Доплываем до деревянных мостков. Столб за долгие морские годы отрастил себе бороду из водорослей — пугает ею мальков.
Мимо проплывает широкая волосатая спина.
Я хочу все время забраться подальше от берега, на глубину — папа не пускает, я принимаюсь его топить, хватаю за плечи, тяну за уши, за волосы — он отбивается, хватается за скользкий столб, выныривает, фыркает, капли блестят на ресницах, он хохочет. Вылезаем на деревянные мостки, идем по настилу, стараясь не занозить ноги о доски, шершавые, изъеденные солью. Бежим к маме, оба трясемся, кутаемся в полотенца, стучим зубами.
Папа все время спрашивает меня:
— Который час?
Он подарил мне часики — детские, ненастоящие, с нарисованными стрелками. Я смотрю на них с гордостью и отвечаю:
— Без десяти два.
На них всегда без десяти два.
На солнце пощипывает кожу от соли.
Мама загорает на широком полотенце, сбрасывает бретельки, чтобы плечи загорали ровно, и просит отца расстегнуть застежку на лифчике. Рядом лежит прямо на гальке мужчина с крепкими футбольными ляжками, смотрит на нее.
Мама делает вид, что ничего кругом не замечает.
Мужчина приподнимается на локтях, чтобы заглядывать туда, где примяли полотенце ее груди, круглые, тяжелые, широко расставленные.
Я тогда еще ничего не понимала.
Вернее, я тогда уже все понимала.
Отец ловит эти взгляды. В его глазах удовольствие хозяина. Ему приятно, что у него есть то, о чем другие мечтают.
Несколько раз мы видели на пляже очень странную пару. Молодые, красивые, влюбленные. У нее не было ноги по колено. Я запомнила, как она загорала, раздвинув ноги — без десяти два. На них смотрел весь пляж, когда он брал ее на руки и нес в море. Там они брызгались, визжали, уплывали далеко, до самых буйков. Когда они возвращались и вылезали из воды, она смеялась, вырывалась из его рук, скакала на одной ноге к своему полотенцу. Люди замирали, глядя на них, то ли ужасаясь, то ли завидуя.

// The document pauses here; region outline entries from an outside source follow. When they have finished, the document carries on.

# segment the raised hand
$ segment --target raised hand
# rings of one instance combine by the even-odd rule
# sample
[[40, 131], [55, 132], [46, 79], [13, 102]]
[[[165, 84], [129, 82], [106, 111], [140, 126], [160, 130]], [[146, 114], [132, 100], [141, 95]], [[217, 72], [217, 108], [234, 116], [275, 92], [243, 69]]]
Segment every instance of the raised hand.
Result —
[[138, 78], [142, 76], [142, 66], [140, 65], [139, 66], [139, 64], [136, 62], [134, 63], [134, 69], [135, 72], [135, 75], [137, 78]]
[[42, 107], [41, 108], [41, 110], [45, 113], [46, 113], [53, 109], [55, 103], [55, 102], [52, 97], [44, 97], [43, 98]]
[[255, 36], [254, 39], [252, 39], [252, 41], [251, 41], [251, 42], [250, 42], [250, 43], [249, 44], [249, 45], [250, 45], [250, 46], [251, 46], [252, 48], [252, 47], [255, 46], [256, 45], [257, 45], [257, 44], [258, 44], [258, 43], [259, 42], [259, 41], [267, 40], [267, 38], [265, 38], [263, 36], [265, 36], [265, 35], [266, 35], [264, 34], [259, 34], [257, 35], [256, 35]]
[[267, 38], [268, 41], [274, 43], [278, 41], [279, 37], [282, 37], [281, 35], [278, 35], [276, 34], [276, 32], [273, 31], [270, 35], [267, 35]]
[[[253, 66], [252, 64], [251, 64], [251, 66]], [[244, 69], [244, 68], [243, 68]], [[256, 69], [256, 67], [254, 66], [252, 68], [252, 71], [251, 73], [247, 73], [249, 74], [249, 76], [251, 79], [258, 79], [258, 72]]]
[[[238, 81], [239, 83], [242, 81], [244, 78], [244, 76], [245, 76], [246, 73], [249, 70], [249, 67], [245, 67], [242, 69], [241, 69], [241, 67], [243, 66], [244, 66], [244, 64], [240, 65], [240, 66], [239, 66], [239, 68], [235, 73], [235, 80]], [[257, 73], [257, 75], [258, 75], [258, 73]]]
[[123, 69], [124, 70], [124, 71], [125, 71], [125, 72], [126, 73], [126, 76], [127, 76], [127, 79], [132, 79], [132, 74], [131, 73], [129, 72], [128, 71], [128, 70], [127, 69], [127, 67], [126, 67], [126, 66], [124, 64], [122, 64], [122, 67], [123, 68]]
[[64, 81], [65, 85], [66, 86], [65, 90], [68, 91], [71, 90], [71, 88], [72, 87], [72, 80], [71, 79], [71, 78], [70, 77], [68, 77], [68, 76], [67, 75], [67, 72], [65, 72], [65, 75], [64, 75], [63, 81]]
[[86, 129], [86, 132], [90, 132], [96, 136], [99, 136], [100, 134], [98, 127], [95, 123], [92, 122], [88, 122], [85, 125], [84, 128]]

Я, только что из воды, набрасываюсь на маму, ледяная, облепленная мокрым песком, залезаю на нее верхом, ерзаю мерзлыми трусиками по жаркой спине. Мама визжит, сбрасывает меня и отправляется купаться — обстоятельно, как все, что она делает. Не спеша застегивает лифчик, заломив руки за спину. Поправляет бретельки, надевает белую резиновую шапочку, подолгу пряча в нее волосы. Медленно, будто проверяя каждый шаг, спускается к воде. Я прыгаю вокруг нее, осыпая брызгами, она взвизгивает и кричит, чтобы я прекратила, норовит шлепнуть меня по попе. В купальной шапочке у нее голова вдруг становится совсем маленькой.